O assunto foi tornado público na última Assembleia Municipal. "Fomos notificados e vamos responder aos esclarecimentos solicitados pelo tribunal", afirmou a presidente da Câmara. Júlia Rodrigues disse estar de consciência tranquila alegando que o executivo "limitou-se a cumprir as regras" ao conceder licença de construção ao operador "que apresentou todos os pareceres exigidos", sublinhou.
No entanto, a autarquia tem em mãos o pedido de prorrogação do licenciamento por parte do operador que caduca no final do ano. "O facto de estarem em vias de classificação mais zonas, pode levar a uma interpretação diferente e pode ficar suspenso o licenciamento", admite a edil.
"Amanhã é uma minhoca"
Quem não gostou foi o operador. "Estamos a ficar fartos desta situação, porque andamos nesta vida desde 2008" (ver cronologia), lembra o presidente da empresa P4. "Amanhã, aparece uma minhoca qualquer e vai ser do Paleolítico", ironiza Vieira de Castro.
Ainda assim, aquele responsável explica que a ação não tem efeitos práticos imediatos. "A obra não podia começar antes de setembro devido à proteção do lobo-ibérico", mas aguarda por uma decisão favorável. Caso contrário, vai avisando: "Se isto parar, alguém vai ter de nos indemnizar e são mais de 20 milhões", garante, reiterando a convicção de que o parque eólico e a preservação das pinturas rupestres são compatíveis.
A comunidade científica que tem contestado o projeto não esconde a satisfação. "Independentemente do desfecho, denuncia aspetos turvos no processo de licenciamento do parque eólico", adianta a arqueóloga Joana Teixeira, do movimento Juntos pela Serra de Passos sem Ventoinhas. Outras das críticas tem a ver com o estudo de impacte ambiental. "Está obsoleto, não inclui as pinturas rupestres descobertas nos últimos nove anos", adianta.
O que ganha a Câmara com a concessão
No contrato com a empresa P4, está previsto que a Câmara receba um milhão e meio de euros de compensação pela construção do parque eólico (já recebeu 500 mil quando foi emitido o alvará) e 2,5% da receita bruta anual da produção de energia, enquanto 0,5% será para as comissões de baldios das freguesias de Lamas de Orelhão e de Passos, onde está prevista a instalação dos seis aerogeradores.
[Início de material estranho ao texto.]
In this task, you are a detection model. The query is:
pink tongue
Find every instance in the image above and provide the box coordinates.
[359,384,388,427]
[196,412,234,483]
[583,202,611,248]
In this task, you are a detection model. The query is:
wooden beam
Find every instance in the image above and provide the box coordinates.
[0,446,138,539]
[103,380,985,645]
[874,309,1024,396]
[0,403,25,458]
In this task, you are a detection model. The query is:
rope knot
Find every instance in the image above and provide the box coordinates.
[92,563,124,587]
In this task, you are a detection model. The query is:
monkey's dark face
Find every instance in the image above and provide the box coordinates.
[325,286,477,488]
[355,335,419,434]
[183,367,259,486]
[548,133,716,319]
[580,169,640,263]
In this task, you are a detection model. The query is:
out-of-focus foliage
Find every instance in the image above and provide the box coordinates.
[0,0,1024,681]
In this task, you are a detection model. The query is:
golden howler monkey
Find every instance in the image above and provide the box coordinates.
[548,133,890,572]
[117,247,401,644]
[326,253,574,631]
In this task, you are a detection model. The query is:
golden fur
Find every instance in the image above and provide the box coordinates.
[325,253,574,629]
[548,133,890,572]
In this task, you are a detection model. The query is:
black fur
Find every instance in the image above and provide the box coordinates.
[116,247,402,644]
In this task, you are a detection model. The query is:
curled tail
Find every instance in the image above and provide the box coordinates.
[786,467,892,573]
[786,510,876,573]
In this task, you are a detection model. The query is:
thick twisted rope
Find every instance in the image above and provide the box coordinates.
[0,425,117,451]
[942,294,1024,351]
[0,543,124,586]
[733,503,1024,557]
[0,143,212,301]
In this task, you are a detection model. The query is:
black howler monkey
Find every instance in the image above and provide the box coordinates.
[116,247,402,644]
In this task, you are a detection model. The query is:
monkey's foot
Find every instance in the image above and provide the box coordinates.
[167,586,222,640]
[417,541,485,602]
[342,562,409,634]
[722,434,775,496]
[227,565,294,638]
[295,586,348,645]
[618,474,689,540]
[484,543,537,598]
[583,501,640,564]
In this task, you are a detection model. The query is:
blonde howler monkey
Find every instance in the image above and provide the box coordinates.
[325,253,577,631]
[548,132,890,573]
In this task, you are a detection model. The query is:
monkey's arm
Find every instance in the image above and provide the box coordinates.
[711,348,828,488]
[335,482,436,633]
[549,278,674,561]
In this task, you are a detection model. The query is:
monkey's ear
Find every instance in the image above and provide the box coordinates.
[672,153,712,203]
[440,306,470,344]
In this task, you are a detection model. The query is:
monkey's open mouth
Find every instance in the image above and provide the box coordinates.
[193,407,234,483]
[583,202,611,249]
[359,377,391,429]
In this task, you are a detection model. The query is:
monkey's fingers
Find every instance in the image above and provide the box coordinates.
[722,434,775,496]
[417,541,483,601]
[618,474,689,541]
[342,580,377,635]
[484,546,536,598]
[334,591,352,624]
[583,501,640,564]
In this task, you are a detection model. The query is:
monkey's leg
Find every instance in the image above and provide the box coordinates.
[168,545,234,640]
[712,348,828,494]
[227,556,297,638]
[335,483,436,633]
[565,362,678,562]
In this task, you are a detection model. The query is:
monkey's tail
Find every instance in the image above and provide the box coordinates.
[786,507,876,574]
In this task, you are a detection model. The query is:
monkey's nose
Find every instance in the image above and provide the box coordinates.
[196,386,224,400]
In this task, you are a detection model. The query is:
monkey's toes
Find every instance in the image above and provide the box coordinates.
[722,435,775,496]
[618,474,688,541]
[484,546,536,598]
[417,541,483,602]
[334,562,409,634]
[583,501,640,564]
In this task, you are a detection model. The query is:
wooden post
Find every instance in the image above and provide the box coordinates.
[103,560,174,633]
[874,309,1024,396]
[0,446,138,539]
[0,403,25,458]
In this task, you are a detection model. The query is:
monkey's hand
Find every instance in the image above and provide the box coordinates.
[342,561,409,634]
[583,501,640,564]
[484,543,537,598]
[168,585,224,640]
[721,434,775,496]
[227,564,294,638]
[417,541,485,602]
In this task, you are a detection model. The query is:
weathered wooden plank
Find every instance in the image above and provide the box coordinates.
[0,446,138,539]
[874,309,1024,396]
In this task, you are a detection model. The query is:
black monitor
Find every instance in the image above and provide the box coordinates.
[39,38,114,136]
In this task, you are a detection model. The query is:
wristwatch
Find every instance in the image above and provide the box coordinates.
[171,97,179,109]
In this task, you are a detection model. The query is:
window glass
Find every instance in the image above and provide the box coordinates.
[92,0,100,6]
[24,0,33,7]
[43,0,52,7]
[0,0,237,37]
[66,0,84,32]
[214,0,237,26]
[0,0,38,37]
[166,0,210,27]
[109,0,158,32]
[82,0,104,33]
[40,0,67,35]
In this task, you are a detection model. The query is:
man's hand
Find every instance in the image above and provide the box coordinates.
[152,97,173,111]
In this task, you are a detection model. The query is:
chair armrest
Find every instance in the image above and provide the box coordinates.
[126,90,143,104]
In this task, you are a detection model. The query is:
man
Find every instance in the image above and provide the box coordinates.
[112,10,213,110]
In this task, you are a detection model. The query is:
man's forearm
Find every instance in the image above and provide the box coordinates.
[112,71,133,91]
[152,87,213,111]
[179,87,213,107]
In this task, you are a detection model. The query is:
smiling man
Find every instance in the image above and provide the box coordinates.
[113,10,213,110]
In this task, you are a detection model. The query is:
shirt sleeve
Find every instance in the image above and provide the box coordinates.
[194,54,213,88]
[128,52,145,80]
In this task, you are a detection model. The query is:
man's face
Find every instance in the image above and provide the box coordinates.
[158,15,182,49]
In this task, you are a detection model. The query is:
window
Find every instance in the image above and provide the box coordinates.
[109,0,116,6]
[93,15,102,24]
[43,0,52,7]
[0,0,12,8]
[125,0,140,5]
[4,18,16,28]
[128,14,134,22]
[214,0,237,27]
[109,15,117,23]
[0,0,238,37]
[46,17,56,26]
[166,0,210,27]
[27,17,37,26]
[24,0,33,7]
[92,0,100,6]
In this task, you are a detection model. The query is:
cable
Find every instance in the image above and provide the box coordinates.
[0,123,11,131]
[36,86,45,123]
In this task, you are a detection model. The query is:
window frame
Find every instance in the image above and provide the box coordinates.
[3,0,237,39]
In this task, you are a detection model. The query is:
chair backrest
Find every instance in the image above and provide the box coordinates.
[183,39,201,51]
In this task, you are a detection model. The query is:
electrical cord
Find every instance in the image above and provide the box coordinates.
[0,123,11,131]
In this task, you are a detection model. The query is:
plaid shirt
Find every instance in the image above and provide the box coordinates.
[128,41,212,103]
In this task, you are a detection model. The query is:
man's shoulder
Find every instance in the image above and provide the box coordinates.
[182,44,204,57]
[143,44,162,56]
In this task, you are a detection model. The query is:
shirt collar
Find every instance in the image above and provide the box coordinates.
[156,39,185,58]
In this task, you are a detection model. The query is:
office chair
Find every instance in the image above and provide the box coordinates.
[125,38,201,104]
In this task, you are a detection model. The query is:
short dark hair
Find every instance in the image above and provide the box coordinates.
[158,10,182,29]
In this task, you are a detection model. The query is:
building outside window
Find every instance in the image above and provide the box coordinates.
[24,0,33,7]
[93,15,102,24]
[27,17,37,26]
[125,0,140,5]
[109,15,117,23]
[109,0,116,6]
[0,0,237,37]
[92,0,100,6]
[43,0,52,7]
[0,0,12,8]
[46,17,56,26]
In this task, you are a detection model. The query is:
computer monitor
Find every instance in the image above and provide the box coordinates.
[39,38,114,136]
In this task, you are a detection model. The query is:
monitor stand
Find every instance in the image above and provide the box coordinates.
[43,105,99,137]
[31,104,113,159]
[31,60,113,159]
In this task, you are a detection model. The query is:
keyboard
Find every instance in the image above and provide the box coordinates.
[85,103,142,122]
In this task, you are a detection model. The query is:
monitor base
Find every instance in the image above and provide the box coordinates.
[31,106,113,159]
Está ainda acordado que as duas comissões recebam mais 800 mil euros suportados em partes iguais pelo Município e operador.
Quinze anos para contar
Maio de 2008
Tem início o processo com a realização de um concurso público por despacho do ministro da Economia e da Inovação. Onze anos depois, em dezembro de 2019, a empresa P3 (agora P4) obtém a licença de produção que foi autorizada pela Direção-Geral da Energia e Geologia.
Abril de 2022
Licença de alvará de construção do parque eólico é concedida pela Câmara depois dos pareceres de entidades externas, entre elas a Agência Portuguesa do Ambiente, Direção-Geral de Cultura do Norte, Infraestruturas de Portugal, CCDRN, ICNF e Anacom.
Outubro de 2022
Início do processo de classificação da serra de Santa Comba como sítio de interesse público. Proposta abrange a zona onde está prevista a instalação do parque e contempla fixação de uma zona especial de proteção. Comunidade científica avança com petição para suspender construção.
Abril de 2023
Departamento Central/Contencioso do Estado e Interesses Coletivos e Difusos do Ministério Público avança com ação contra a autarquia para impugnar o licenciamento para edificação do parque eólico. Processo tem efeito suspensivo, semelhante ao embargo.